January 16, 2026
Pelindo Bongkar Akar Masalah Kemacetan Berat di Tanjung Priok

.CO.ID, JAKARTA — PT Pelabuhan Indonesia (Persero) atau Pelindo telah melakukan evaluasi dan identifikasi inner setelah kejadian kemacetan pada 17-18 April 2025 lalu. Ini demi mencari sumber penyebabnya.

Berdasarkan hasil penilaian, dapat dilihat bahwa salah satu dari terminal kontainer di Tanjung Priok yakni Terminal NPCT1, bertanggung jawab atas pelayanan
buyer
Lebih dari kapasitas optimum untuk beroperasi. Berdasarkan hasil penyelidikan yang cukup mendalam, disimpulkan bahwa masalah kemacetan di Pelabuhan Tanjung Priok merupakan konsekuensi dari kelalaian dan kurangnya hati-hati dari pihak NPCT1 saat merancang proses operasional tersebut,” ungkap Direktur Utama Pelindo, Arif Suhartono, dalam siaran persnya di Jakarta, seperti dilaporkan pada hari Sabtu (26/4/2025).

Dia mengonfirmasi bahwa insiden itu sama sekali tak berhubungan dengan batasan transportasi selama Idulfitri. Arif menyebutkan bahwa lonjakan aktivitas tersebut merupakan hasil dari ketiganya berturut-turut merapat di NPCT1, serta meningkatnya kerumunan di house parkir.
Backyard Occupancy Ratio
–YOR) melebihi ambang customary. Pada saat yang sama, alat bongkar muat di lapangan (RTG) juga harus melayani
receiving
dan
supply
Truk peti kemasnya overloaded dengan peralatan.

Untuk terminal-terminal petikemas internasional lainnya, seperti Jakarta World Container Terminal (JICT), Terminal Petikemas Koja (KOJA), Mustika Alam Lestari (MAL), serta Terminal 3, semuanya berjalan tanpa adanya masalah apa pun.

“Agar mengurangi padatnya house NPCT1, Pelindo bekerja sama dengan pihak berwenang mentransfer beberapa sandaran ke terminal lain bagi kapal-kapal yang akan melaksanakan aktivitas muat dan lepas barang. Dengan demikian, intensitas keramaian di lapangan peti kemas dapat segera diperkecil. Di samping itu, kita juga mengerahkan upaya peningkatan dalam hal pengawasan atas aliran masuk dan keluar barang demi menjaga agar kondisi tetap stabil,” jelas Arif.
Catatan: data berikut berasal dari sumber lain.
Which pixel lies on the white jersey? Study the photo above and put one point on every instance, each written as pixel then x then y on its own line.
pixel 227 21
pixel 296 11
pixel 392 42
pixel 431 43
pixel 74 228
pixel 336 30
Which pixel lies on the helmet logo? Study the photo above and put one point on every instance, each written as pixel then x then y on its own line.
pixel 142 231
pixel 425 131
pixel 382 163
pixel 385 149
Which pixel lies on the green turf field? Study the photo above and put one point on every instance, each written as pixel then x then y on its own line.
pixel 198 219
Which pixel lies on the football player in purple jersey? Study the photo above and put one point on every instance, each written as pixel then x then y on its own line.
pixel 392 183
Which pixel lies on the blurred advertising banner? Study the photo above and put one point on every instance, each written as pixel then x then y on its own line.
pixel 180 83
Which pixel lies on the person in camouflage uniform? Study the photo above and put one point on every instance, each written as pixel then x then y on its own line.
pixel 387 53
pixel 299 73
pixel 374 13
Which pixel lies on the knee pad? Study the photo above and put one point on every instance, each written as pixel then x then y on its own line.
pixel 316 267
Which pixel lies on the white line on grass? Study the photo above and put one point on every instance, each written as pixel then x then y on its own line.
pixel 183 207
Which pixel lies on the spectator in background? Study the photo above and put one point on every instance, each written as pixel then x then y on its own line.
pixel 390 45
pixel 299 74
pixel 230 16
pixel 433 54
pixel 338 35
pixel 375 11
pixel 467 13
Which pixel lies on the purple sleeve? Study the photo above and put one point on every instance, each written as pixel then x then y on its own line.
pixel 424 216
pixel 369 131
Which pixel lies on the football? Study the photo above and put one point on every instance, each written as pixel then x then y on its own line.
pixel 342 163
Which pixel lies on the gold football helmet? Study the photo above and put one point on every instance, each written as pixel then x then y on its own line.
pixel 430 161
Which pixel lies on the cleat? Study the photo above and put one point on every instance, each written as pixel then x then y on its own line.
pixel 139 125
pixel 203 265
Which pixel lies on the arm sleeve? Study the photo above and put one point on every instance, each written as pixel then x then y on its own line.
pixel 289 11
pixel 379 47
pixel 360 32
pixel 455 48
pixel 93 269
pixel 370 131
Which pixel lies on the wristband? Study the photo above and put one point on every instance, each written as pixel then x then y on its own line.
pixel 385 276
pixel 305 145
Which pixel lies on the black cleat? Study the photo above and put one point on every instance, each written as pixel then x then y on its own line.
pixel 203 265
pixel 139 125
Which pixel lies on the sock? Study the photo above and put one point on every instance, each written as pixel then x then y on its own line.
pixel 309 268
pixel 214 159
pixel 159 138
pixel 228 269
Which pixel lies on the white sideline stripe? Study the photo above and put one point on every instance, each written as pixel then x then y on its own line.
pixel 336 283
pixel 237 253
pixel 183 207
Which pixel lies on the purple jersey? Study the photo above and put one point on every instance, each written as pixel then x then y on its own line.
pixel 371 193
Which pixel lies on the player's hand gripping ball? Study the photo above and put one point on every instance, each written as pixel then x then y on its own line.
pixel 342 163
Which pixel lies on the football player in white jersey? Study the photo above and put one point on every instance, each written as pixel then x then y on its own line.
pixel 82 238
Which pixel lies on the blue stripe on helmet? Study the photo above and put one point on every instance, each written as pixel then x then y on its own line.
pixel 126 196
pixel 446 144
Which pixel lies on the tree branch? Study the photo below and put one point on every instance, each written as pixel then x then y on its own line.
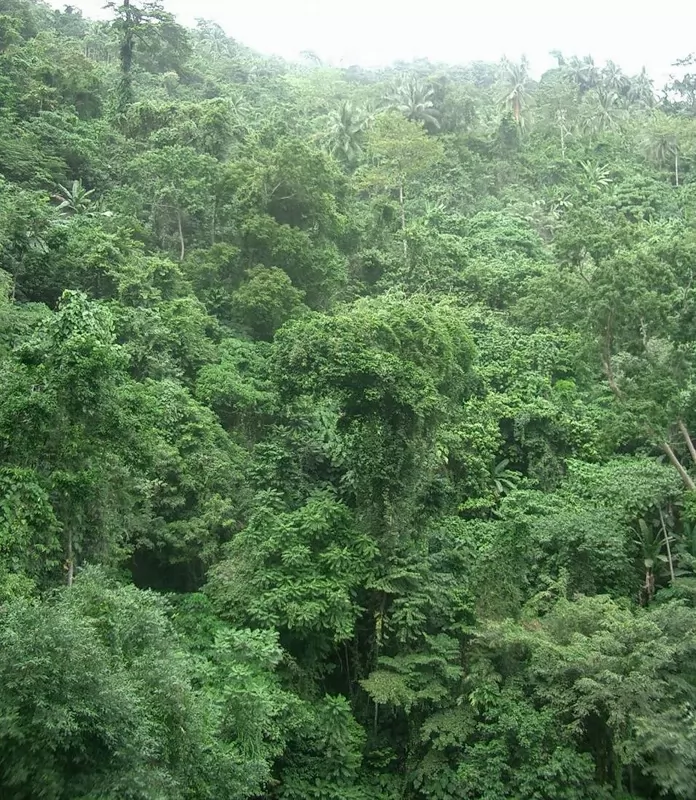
pixel 687 438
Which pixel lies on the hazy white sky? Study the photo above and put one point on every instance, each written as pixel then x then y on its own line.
pixel 372 32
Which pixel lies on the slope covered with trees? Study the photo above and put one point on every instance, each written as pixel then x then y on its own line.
pixel 345 423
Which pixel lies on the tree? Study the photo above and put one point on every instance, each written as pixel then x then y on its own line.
pixel 515 99
pixel 76 199
pixel 347 126
pixel 663 142
pixel 399 152
pixel 414 100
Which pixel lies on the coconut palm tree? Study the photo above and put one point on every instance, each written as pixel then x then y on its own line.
pixel 212 39
pixel 515 99
pixel 601 111
pixel 75 200
pixel 640 90
pixel 414 100
pixel 583 72
pixel 614 80
pixel 663 143
pixel 347 125
pixel 598 175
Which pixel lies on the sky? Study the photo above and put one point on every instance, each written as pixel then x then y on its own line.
pixel 377 32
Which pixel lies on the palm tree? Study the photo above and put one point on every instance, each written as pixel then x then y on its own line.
pixel 640 90
pixel 663 143
pixel 598 175
pixel 346 127
pixel 516 97
pixel 582 72
pixel 75 200
pixel 414 100
pixel 614 80
pixel 601 111
pixel 213 40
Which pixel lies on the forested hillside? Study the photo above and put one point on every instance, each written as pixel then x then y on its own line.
pixel 345 421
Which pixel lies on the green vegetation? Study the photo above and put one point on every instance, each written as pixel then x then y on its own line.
pixel 345 420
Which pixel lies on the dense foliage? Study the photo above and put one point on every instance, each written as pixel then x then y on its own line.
pixel 345 421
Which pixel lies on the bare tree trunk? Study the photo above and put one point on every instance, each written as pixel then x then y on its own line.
pixel 688 480
pixel 667 545
pixel 687 438
pixel 403 221
pixel 71 559
pixel 181 236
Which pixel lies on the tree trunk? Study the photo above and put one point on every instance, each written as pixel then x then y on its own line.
pixel 182 251
pixel 212 227
pixel 403 222
pixel 667 545
pixel 688 480
pixel 687 438
pixel 71 559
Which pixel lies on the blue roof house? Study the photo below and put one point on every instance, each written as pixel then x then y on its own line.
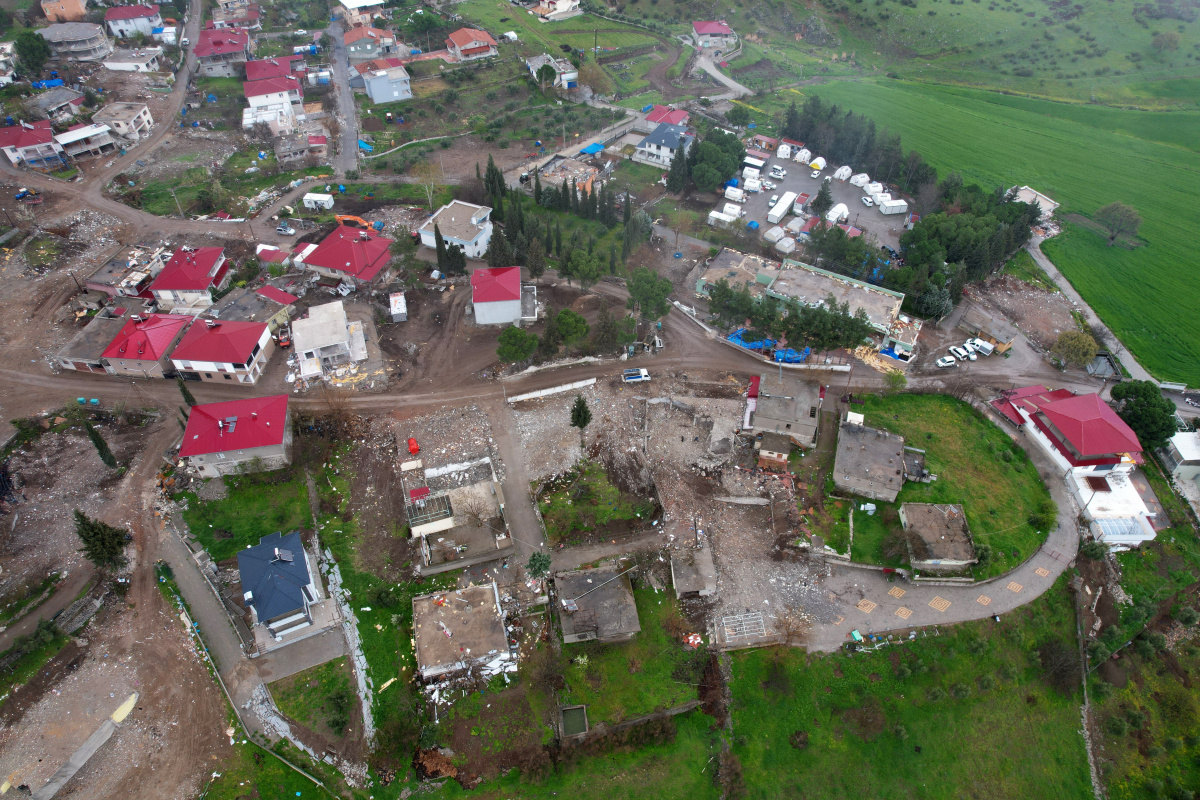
pixel 277 584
Pada malam harinya tanggal 18 April 2025, kemacetan mulai teratasi dengan bertahap. Selanjutnya kondisi menjadi customary lagi penuh pada Jumat tengah malam, yaitu tanggal 19 April 2025.

“Kami sekali lagi mengungkapkan permintaan maaf atas ketidaknyamanan yang timbul karena peristiwa itu, serta kami tetap bekerja sama dengan semua pihak berkepentingan di dermaga untuk mencegah hal serupa terjadi kembali,” ungkap Arif.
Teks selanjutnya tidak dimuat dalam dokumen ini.